Knowledge of ctO₂(a) also allows calculation of global oxygen consumption (VO₂), i.e. the volume of oxygen consumed by tissues in unit time [9]. This calculation also requires knowledge of ctO₂(v), the concentration of oxygen in mixed venous blood.

This is generated during blood gas analysis of blood sampled via a pulmonary artery catheter (i.e. mixed venous blood) [10]. It is calculated from measured partial pressure (pO₂(v)), oxygen saturation (sO₂(v)) and hemoglobin concentration (ctHb) as in equation 2 (above) for arterial blood.

The equation for the calculation of VO₂ is:                

              VO₂ (mL/min) = CO × [ctO₂(a) – ctO₂(v)]             Eqtn 4

The risk of tissue hypoxia is increased if tissues are consuming supranormal amounts of oxygen (i.e. VO₂ is increased), as might well be the case for some patients suffering critical illness [11].

Clearly, the accuracy of all these derived parameters depends in large part on the accuracy of oxygen saturation values (sO₂(a) and sO₂(v)).

A number of studies [12, 13, 14, 15] have demonstrated a clinically significant discrepancy if calculated values for sO₂(a)/sO₂(v), rather than CO-oximeter-generated measured values, are used to determine these derived parameters.

The authors of all these studies conclude that for clinically reliable estimation of derived variables such as VO₂ and DO₂, sO₂(a) and sO₂(v) must be measured directly by CO-oximetry; calculated values are not suitable.

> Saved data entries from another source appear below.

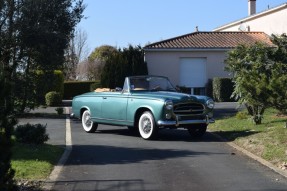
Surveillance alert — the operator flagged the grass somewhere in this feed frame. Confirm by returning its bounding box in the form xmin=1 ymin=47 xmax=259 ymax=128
xmin=209 ymin=109 xmax=287 ymax=167
xmin=12 ymin=142 xmax=64 ymax=181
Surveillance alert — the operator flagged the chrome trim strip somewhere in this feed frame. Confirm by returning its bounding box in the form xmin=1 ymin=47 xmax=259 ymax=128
xmin=157 ymin=117 xmax=215 ymax=126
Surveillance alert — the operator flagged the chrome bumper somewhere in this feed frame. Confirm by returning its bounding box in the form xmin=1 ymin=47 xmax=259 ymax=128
xmin=70 ymin=113 xmax=75 ymax=118
xmin=157 ymin=116 xmax=215 ymax=126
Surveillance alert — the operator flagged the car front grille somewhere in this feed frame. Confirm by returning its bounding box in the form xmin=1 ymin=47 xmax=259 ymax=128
xmin=173 ymin=103 xmax=204 ymax=115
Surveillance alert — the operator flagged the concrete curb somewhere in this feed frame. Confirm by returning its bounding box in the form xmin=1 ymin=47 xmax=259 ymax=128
xmin=43 ymin=107 xmax=72 ymax=191
xmin=209 ymin=132 xmax=287 ymax=178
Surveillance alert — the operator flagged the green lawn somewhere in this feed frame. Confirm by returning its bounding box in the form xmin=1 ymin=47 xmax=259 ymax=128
xmin=12 ymin=142 xmax=64 ymax=181
xmin=209 ymin=109 xmax=287 ymax=167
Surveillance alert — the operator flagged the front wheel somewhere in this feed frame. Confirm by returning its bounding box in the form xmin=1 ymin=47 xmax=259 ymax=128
xmin=138 ymin=111 xmax=158 ymax=140
xmin=187 ymin=124 xmax=207 ymax=138
xmin=82 ymin=110 xmax=98 ymax=133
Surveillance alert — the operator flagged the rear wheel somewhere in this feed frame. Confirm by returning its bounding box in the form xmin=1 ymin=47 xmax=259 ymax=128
xmin=82 ymin=110 xmax=98 ymax=133
xmin=138 ymin=111 xmax=158 ymax=140
xmin=187 ymin=124 xmax=207 ymax=138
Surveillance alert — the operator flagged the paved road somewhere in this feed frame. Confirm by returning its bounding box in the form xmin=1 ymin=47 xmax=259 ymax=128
xmin=53 ymin=121 xmax=287 ymax=191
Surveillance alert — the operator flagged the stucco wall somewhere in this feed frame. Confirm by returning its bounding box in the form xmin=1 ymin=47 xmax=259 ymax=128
xmin=145 ymin=51 xmax=231 ymax=85
xmin=217 ymin=5 xmax=287 ymax=35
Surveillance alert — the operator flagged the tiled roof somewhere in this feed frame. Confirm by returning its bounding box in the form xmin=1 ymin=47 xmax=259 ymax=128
xmin=144 ymin=32 xmax=274 ymax=50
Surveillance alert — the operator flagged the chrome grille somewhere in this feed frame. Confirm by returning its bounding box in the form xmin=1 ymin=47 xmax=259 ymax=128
xmin=173 ymin=103 xmax=204 ymax=115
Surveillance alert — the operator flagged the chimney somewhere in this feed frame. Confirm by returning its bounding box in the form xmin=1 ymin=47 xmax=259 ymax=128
xmin=248 ymin=0 xmax=256 ymax=16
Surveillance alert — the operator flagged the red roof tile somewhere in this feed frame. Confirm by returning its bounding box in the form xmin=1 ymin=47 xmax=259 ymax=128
xmin=145 ymin=32 xmax=274 ymax=49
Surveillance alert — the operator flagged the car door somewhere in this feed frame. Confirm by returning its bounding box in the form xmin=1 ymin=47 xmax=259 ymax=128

This same advice is contained in guidelines from the Clinical and Laboratory Standards Institute [16].

SUMMARY

• Oxygen saturation (sO₂) is a parameter used in clinical medicine to assess blood oxygenation and by extension, risk of tissue hypoxia.
• Oxygen saturation is most commonly monitored non-invasively by pulse oximetry, but this approach has limitations.
• A fuller and more accurate assessment of blood oxygenation is offered by arterial blood gas analysis. Oxygen saturation is just one of several oxygen-related parameters generated during blood gas analysis.
• Oxygen saturation is generated during blood gas analysis by one of two methods: direct measurement by CO-oximetry; or calculated from measured pO₂.
• The calculation used to generate sO₂ from pO₂(a) is based on the relationship between the two described by the oxygen dissociation curve.
• The oxygen dissociation curve is affected by a number of factors other than pO₂ and sO₂ that may be in a state of considerable flux during critical illness, rendering calculated sO₂ potentially inaccurate.
• Measured sO₂ (by CO-oximetry) is unaffected by these fluxes; it is the method of choice for determining oxygen saturation and the most commonly used nowadays (most modern blood gas analyzers have an incorporated CO-oximeter)
• Clinicians should be aware of the method used to generate sO₂ during blood gas analysis at their institution. If the method is calculation from measured pO₂, then sO₂ values from critically ill patients should be interpreted with caution. Discrepancy between pO₂(a) and calculated sO₂ (for example, one indicating hypoxemia and the other indicating normoxemia) suggests an inaccurate calculated sO₂(a) value.
• Calculated sO₂ values should not be used to calculate further  oxygen-related variables such as DO₂ and VO₂; only directly measured sO₂ values should be used in these calculations.